Figure 4 The prognostic value of different expressed CBXs in PAAD patients in the DFS and OS curve (Kaplan-Meier plotter). CBX, Chromobox; PAAD, pancreatic adenocarcinoma; DFS, disease-free survival; OS, overall survival.

Prognostic significance of CBX family expressions in terms of OS in pancreatic carcinoma patients

Having established that the expressions of CBX2, CBX3, CBX6, CBX7, and CBX8 were considerably associated with prognostic outcomes in PAAD patients, we then evaluated the independent prognostic significance of mRNA levels of CBXs in pancreatic carcinoma patients. We downloaded the clinical information of 178 PAAD patients from TCGA data portal (http://firebrowse.org/api-docs/) for Cox survival regression analysis. In the univariate analysis, a high pathologic grade (HR =1.452, 95% CI: 1.091–1.933; P=0.01052), a high age (HR =1.028, 95% CI: 1.007–1.051; P<0.01), the high expression of CBX3 (HR =2.004, 95% CI: 1.328–3.025; P<0.001) and the low expression of CBX6 (HR =1.787, 95% CI: 1.247–2.561; P=0.002), CBX7 (HR =1.150, 95% CI: 1.025–1.290, and P=0.017), and CBX8 (HR =1.325, 95% CI: 1.056–1.663; P=0.015) were correlated with the short survival time of patients with pancreatic carcinoma (see Figure 5). The multivariate logistic analysis revealed that elevated mRNA levels of CBX3 (HR =1.691, 95% CI: 1.175–2.432; P=0.005) and the low expression of CBX8 (HR =1.300, 95% CI: 1.036–1.631; P=0.023) were independent risk factors for the short survival outcomes of patients with pancreatic cancer (see Figure 5).

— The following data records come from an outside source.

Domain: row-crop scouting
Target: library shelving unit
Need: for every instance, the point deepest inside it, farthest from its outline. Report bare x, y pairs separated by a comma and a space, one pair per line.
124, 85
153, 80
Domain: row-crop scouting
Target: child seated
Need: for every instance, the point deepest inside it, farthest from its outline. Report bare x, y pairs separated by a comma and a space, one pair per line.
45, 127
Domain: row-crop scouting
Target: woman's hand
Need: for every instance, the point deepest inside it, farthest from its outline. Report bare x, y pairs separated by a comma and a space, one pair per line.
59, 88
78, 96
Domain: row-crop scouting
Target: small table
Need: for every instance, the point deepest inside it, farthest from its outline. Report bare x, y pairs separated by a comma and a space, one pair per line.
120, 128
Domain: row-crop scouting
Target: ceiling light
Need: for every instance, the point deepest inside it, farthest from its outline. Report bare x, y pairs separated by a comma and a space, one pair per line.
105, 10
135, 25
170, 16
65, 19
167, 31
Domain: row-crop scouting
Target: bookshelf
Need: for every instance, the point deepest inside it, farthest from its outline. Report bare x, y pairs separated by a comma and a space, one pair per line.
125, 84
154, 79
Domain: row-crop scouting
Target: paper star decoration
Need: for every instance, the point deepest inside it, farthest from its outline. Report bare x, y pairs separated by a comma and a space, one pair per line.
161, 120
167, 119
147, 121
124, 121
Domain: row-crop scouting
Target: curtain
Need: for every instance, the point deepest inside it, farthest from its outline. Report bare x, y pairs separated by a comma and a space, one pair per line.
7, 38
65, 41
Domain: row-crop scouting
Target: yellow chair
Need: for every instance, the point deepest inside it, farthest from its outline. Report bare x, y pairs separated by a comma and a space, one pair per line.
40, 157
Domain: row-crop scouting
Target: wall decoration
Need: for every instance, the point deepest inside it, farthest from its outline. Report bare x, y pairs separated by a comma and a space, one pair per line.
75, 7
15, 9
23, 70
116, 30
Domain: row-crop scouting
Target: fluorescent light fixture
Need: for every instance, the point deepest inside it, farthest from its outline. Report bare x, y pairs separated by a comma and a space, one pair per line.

Figure 5 Univariate and multivariate analysis of overall survival in 178 PAAD specimens (top univariate analysis, bottom multivariate analysis). PAAD, pancreatic adenocarcinoma.

Immunohistochemistry and semi-quantitative evaluation of CBX3 expression

IHC was used to detect protein expression levels of CBX3 in PAAD and adjacent tissues from 32 surgically resected cases at the Henan Cancer Hospital. We found that the protein levels of CBX3 were higher in the PAAD tissues than the adjacent normal tissues (see Figure 6A). In our study, we pooled the IHC scores of both the PAAD and adjacent sections, and found that the CBX3 expression scores in tumors were much high than those in paracancerous tissue (see Figure 6B).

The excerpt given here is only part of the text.